* Leia a entrevista de Catita sobre Morada, do qual foram extraídos os poemas abaixo.
Tranças
Meu crespo grisalho farto
As vozes das minhas de antes
Na minha boca de hoje
As histórias de ontem
Agora nas mãos retintas dela
A trançadeira
Eu velha, ela jovem
Em igual mapa capilar
Que afronta,
quando só se queria brincar.
Quem nos quer trancadas
Não sabe que trançadas
Bastamos
Tais coroas brilhantes ao sol
Reluzentes às luas.
Baobás tocando os céus
Raízes profundas.
Sementes a vingar.
Eu
Raízes plurais
Baobá
Flexível ao vento
Não tomba.
Nunca.
Tardes de outono
Há alguns momentos
De alguns dias
Que eu nunca sei exatamente quais são
Até que eles ocorram
(sempre tenho a impressão de que são tardes de outono)
Não são só os dias
Mas
às vezes uma música
É uma luz
É um céu
É uma brisa
É uma árvore que eu olho do lado de fora
Não sei exatamente o quê
Mas
Simplesmente
Me dá uma vontade doce
De chorar.
E eu choro.
Até passar.
Às vezes sem entender
Quase sempre sem entender
Uma tristeza estranha
Velha conhecida
E tão inesperada
E tão inusitada
Ao mesmo tempo.
(Com certeza são tardes de outono.
Outono brasileiro,
Diga-se.)
Catita.
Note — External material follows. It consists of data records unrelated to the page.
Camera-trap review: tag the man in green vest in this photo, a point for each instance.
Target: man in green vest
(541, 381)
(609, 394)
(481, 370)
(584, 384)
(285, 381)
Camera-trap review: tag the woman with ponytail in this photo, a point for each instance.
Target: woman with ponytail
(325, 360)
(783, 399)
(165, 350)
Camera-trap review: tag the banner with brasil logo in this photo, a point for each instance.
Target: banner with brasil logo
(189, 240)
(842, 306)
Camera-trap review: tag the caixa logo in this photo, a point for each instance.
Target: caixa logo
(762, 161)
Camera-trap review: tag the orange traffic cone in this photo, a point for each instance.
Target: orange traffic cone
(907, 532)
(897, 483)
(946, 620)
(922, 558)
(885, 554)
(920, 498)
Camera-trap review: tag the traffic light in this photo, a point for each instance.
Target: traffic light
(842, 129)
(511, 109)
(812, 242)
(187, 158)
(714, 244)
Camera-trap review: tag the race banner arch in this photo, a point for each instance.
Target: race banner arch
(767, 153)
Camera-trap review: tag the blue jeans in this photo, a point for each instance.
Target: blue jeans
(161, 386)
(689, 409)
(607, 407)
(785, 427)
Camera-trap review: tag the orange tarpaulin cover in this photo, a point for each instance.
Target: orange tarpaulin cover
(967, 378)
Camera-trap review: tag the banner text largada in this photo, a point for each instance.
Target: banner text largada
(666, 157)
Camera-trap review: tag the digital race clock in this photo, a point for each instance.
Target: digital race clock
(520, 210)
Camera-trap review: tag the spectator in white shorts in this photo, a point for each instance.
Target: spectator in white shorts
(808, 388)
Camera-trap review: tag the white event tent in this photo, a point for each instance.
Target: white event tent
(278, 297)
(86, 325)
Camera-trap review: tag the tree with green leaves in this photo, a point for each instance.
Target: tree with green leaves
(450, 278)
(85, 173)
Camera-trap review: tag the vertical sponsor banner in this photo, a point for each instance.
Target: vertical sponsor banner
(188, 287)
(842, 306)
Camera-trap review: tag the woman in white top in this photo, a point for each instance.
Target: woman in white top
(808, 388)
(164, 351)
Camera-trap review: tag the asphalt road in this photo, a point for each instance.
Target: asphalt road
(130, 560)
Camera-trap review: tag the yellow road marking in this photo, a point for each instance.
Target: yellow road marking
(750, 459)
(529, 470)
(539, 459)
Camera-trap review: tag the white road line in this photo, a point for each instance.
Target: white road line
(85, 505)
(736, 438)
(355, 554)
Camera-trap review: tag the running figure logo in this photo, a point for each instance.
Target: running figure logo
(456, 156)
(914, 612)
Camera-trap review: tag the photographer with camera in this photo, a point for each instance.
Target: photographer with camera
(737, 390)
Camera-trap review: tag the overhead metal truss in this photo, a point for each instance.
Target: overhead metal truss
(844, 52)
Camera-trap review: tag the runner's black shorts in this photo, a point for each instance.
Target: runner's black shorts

Mulher, negra, professora, pesquisadora, “escrivinhadora”, paulistana, filha, tia, amiga, amante… Prosa e poesia me germinam entrelaçadas. Escrevo porque me dói, escrevo porque me sereniza. Cotidiano, memórias, negritude e os sentimentos de meu mundo imaginário estão no blog www.letrascatitas.blogspot.com, em sites e revistas eletrônicas como Diários Incendiários, Ruído Manifesto e Poemas para combater o fascismo; em antologias como Eu nunca tinha passado por aqui; Mulherio das Letras; Eu, curiosa? (Coleção Besouro Infanto-Juvenil), Cadernos Negros 41 (poemas) e 42 (contos), Elas e as Letras II, Erupções Feministas Negras (Coletivo LouvaDeusas). Idealizei e mantenho o evento virtual anual “À mesa negra”, o banquete literário novembrino (desde 2017) e sou co-fundadora do FLORES DE BAOBÁ – Coletivo de Escritoras Negras. Morada, pela Editora Feminas, é meu primeiro livro solo (2019).